# My Jasper



## charisse12 (Mar 2, 2012)

My 3 yr old cutie pie Jasper...











Sent from my Desire HD using Tapatalk


----------



## rainfeather (Jan 26, 2012)

He's so handsome. What a great picture!


----------



## missy pa (Nov 21, 2011)

Definetly a cutie pie!


----------



## charisse12 (Mar 2, 2012)

I'm still learning the colors tiels come in so I'm assuming he's a grey? 

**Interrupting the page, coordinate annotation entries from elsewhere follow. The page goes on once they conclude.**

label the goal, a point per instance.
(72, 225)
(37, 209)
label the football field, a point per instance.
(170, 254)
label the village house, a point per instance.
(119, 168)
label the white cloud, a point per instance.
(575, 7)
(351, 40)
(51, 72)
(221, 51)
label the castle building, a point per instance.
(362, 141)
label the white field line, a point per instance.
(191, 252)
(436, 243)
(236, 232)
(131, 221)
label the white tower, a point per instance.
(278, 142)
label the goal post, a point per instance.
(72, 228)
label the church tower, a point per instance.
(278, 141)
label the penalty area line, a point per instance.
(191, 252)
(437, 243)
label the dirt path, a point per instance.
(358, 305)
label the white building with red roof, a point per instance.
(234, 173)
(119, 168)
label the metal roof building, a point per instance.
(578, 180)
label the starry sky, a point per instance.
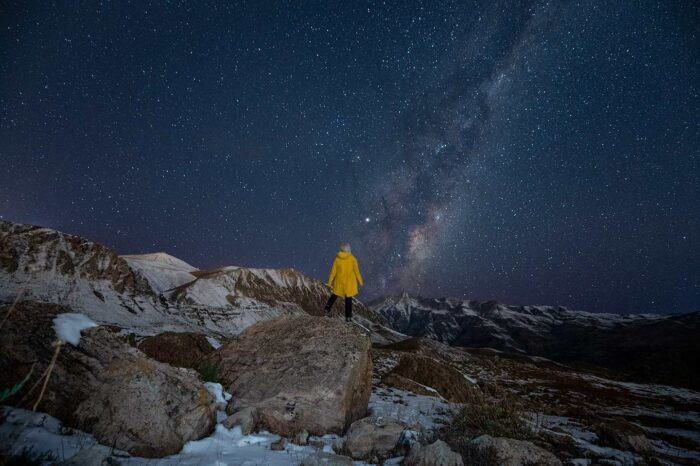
(528, 152)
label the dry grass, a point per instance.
(496, 417)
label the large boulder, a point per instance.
(373, 438)
(511, 452)
(105, 386)
(300, 373)
(184, 349)
(437, 453)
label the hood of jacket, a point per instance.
(343, 255)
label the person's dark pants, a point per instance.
(348, 305)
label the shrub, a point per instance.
(496, 417)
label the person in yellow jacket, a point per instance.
(345, 274)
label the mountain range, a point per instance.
(646, 347)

Sent from my Desire HD using Tapatalk


----------



## DyArianna (Aug 7, 2011)

He's a very pretty pied at the least!  Very handsome.. thanks for sharing!


----------



## KTyne (Apr 16, 2011)

I LOVE his crest!! It's so big and full! 
He looks like a normal Pied to me.


----------



## charisse12 (Mar 2, 2012)

Thanks so much! I love the grey streaks in his crest. I just adore this little guy. I think I'll take a look at some males this weekend. I wish I could find a breeder close by. 

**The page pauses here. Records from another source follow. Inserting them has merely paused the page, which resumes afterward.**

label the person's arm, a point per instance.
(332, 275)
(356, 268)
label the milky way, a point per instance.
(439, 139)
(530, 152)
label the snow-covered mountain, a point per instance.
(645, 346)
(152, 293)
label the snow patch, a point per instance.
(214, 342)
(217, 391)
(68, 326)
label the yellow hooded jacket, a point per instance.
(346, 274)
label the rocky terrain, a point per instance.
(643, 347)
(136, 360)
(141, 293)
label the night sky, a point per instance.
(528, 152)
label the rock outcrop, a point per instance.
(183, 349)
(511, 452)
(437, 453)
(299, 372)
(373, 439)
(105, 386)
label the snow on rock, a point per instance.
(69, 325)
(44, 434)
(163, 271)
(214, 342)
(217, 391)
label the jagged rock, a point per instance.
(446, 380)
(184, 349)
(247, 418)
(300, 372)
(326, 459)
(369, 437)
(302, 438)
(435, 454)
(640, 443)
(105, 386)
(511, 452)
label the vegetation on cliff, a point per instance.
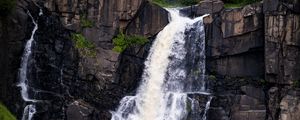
(85, 23)
(122, 41)
(5, 114)
(85, 47)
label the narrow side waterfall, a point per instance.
(174, 68)
(30, 109)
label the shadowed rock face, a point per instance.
(68, 81)
(253, 52)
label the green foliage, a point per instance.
(175, 3)
(6, 6)
(188, 2)
(263, 82)
(212, 78)
(296, 84)
(238, 3)
(122, 41)
(84, 46)
(85, 23)
(5, 114)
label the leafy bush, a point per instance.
(5, 114)
(122, 41)
(85, 23)
(6, 6)
(84, 46)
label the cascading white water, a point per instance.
(30, 109)
(175, 67)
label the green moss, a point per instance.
(5, 114)
(122, 41)
(6, 6)
(85, 47)
(296, 83)
(85, 23)
(238, 3)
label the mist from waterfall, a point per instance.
(30, 109)
(175, 67)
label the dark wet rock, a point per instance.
(235, 42)
(204, 7)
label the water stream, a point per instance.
(30, 109)
(175, 67)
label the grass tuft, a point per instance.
(85, 47)
(5, 114)
(122, 41)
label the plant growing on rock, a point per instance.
(5, 114)
(85, 23)
(122, 41)
(85, 47)
(296, 83)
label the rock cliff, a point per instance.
(252, 57)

Sent from my Desire HD using Tapatalk


----------



## JaimeS (Nov 28, 2011)

Gorgeous baby!


----------



## charisse12 (Mar 2, 2012)

His favorite past time is watching the fish in my 90g saltwater tank.










Loves giving kisses





































Sent from my Desire HD using Tapatalk


----------



## lperry82 (Aug 2, 2010)

Aw great pics


----------



## charisse12 (Mar 2, 2012)

Thanks, he loves to speak in his own language. It's like he really thinks we're having a conversation. He does say "Who's your baby boy? Jasper!" Other than that he whistles a whole bunch. His favorite tune is the "Kill Bill" whistle or the "Imperial March". 

Sent from my Desire HD using Tapatalk


----------



## fireflyfiasco (Feb 8, 2012)

Super cute!


----------



## mishkaroni (Jan 6, 2012)

He's absolutely precious!


----------



## charisse12 (Mar 2, 2012)

Playing on top of the cage with his new friend 



















The blue is from some of his food, lol

http://static.photobucket.com/player.swf?file=http://vid592.photobucket.com/albums/tt9/charisse12/VIDEO0114.mp4

Sent from my Desire HD using Tapatalk 2


----------



## JaimeS (Nov 28, 2011)

Aww, your birds are beautiful! And those white birds just get into all kinds of colors. My WF lutino is currently pink


----------



## DaveZ (May 4, 2012)

Beautiful birds


----------



## SuzieQueue (Mar 12, 2012)

soo cute! ty for sharing


----------